Глаза ребёнка сверкают ярким, искренним восторгом, и Вера чувствует, что слабеет. Что с каждой фразой этой девочки сражаться хочется меньше и меньше. Словно каждый её взгляд будит внутри застывшие воском воспоминания. Они восстают против Веры, перерождаясь в красочной иллюзии зелёного дыма. Мимолётные, болезненные, полные слёз, страданий и пустого отчаяния, но при этом важные. Слишком важные, чтобы оставлять их в своей подкорке. Слишком важные, чтобы брать чужое имя и чужую жизнь, делая вид, что их не существует. Слишком важные, чтобы не слушать их и убегать. Жестокие мать и отец. Изнасилование. Наркотики и неотвратимая близость смерти. Отец Джозеф и его лестные слова, в итоге обернувшиеся кошмаром на каждый день. Вся боль отдаётся по телу и душе, вызывая панику. Что-то внутри воет от боли и понимания того, в какую масштабную катастрофу она погрузилась. Сколько жизней и рассудков унесла из-за человека, что никогда не ответит ей благодарностью.
- Так вот чего ты боишься. Ты боишься, что снова будешь одна.
Фриск отталкивается от земли ногами, позволив дымке Блажи поднять себя туда, к бегущей от самой себя, испуганной женщине. Мягкие детские ладошки соприкасаются с её заплаканными щеками, потоки тёплого воздуха сладко обвивают обеих.
- Он никогда не любил меня, ведь так? Джозеф. Наш Отец. Я никогда и не была на самом деле ему нужна. Он говорит, что если мы с братьями не обратим вас - не быть нам рядом с ним в Эдеме. И я не первая Вера, до меня были другие. И их он тоже не любил.
Голос Рэйчел дрожит, а щёки стремительно покрываются слезами. Она вспоминает, ей больно, ей страшно. Она словно маленькая девочка, бессильно потерявшаяся в мире взрослых людей. Хватается за первого, кто предложит руку помощи, даже не думая о том, кто перед ней.

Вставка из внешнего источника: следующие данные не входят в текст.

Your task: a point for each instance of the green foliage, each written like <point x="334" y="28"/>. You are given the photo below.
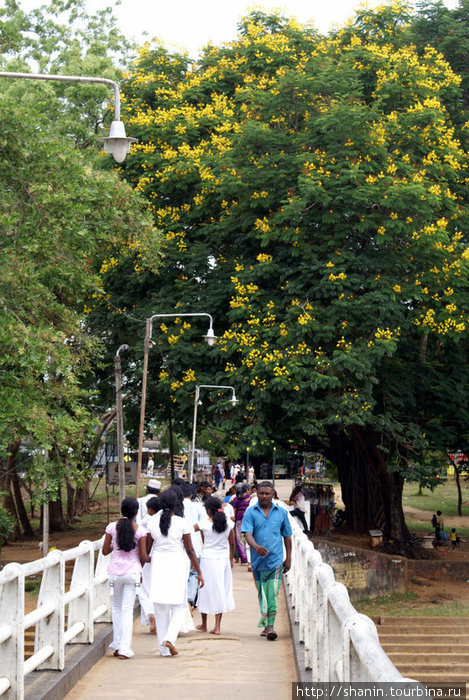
<point x="61" y="37"/>
<point x="322" y="178"/>
<point x="61" y="221"/>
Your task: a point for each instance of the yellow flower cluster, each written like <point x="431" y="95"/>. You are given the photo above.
<point x="188" y="376"/>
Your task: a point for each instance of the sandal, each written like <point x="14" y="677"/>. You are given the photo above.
<point x="171" y="647"/>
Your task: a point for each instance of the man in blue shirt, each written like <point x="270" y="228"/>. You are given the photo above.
<point x="266" y="527"/>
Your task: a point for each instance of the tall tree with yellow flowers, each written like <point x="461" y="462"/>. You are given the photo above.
<point x="311" y="192"/>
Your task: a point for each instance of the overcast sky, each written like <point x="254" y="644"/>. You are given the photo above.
<point x="191" y="24"/>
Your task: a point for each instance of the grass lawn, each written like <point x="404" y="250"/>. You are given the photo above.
<point x="444" y="497"/>
<point x="409" y="604"/>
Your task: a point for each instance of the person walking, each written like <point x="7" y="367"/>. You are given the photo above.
<point x="169" y="535"/>
<point x="147" y="616"/>
<point x="266" y="528"/>
<point x="126" y="542"/>
<point x="153" y="489"/>
<point x="298" y="501"/>
<point x="193" y="512"/>
<point x="216" y="563"/>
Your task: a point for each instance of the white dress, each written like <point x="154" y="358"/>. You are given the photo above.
<point x="216" y="596"/>
<point x="169" y="561"/>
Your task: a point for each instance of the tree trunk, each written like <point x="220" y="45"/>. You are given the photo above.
<point x="458" y="486"/>
<point x="20" y="507"/>
<point x="5" y="483"/>
<point x="82" y="499"/>
<point x="372" y="495"/>
<point x="56" y="515"/>
<point x="70" y="501"/>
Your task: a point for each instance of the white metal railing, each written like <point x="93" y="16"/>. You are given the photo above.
<point x="340" y="644"/>
<point x="87" y="601"/>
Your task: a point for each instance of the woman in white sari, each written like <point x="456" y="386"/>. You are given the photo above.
<point x="169" y="540"/>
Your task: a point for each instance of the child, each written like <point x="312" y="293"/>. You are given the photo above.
<point x="126" y="542"/>
<point x="454" y="538"/>
<point x="216" y="562"/>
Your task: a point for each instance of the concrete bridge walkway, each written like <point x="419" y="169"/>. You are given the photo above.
<point x="237" y="664"/>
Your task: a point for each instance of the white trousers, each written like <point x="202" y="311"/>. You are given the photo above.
<point x="169" y="620"/>
<point x="146" y="604"/>
<point x="123" y="591"/>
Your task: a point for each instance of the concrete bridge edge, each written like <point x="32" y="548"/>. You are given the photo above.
<point x="303" y="675"/>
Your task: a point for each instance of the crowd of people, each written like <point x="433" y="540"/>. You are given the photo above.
<point x="176" y="549"/>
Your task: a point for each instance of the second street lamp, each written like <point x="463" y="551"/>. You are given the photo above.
<point x="209" y="338"/>
<point x="233" y="400"/>
<point x="117" y="143"/>
<point x="120" y="422"/>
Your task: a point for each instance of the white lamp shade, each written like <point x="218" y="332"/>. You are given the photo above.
<point x="117" y="143"/>
<point x="210" y="336"/>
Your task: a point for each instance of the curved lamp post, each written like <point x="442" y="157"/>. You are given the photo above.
<point x="117" y="143"/>
<point x="233" y="400"/>
<point x="120" y="422"/>
<point x="209" y="338"/>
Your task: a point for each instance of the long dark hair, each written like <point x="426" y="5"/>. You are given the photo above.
<point x="168" y="503"/>
<point x="125" y="534"/>
<point x="213" y="507"/>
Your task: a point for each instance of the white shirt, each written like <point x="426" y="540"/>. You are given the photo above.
<point x="216" y="545"/>
<point x="172" y="542"/>
<point x="194" y="512"/>
<point x="229" y="511"/>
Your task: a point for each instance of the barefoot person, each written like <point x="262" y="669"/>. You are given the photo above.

- Я всего лишь хотела не быть одна. Хотела, чтобы хоть кто-то давал мне чувство, что меня любят. Что кто-то хотя бы слышит мой голос. Я должна была отвести тебя к другим детям, за пределы округа. Далеко отсюда. А теперь...теперь...я не знаю, зачем я столько лет жила!
Она буквально задыхается словами, едва ли умея сдержать бурный поток слёз. Фриск остаётся лишь мягко обнять дрожащие плечи Веры и, чувствуя ответные объятия, пробормотать на ухо что-то важное.
- Ты больше никогда не будешь одна, Рэйчел. Никогда.
Они размыкают веки посреди лесного массива, так и оставшись валяться в обнимку на земле, устланной хвоей. Младшая Сид, никак не умея отпустить дитя из тонких рук, гладит Фриск по голове, постепенно успокаивая дрожь.
- Твои мама и папа сейчас у моих братьев. Джейкоба и Джона. В горах Уайттейл и долине Холланд. Не ходи туда сама. Не оставляй мир в одиночестве. Из-за таких, как ты, он должен держаться из последних сил. Умоляю тебя, дитя.
Рэйчел целует Фриск в лоб холодеющими губами и, поспешно встав на ноги, убегает куда-то, даже не дав последовать за собой. Рядом остаётся лишь венок из красивых сиреневых цветов, что она оставила на память. Впрочем, Фриск не хочет её винить - ей следует многое обдумать прежде, чем кардинально изменить свою жизнь и попробовать начать сначала. Она аккуратно встаёт на ноги, одёргивает пыльный подол и закрепляет на голове венок, оставленный в подарок.
Безгрешное дитя готовится к новому испытанию.
Ведь Фриск вовсе не Фриск, если делает всё так, как её просят.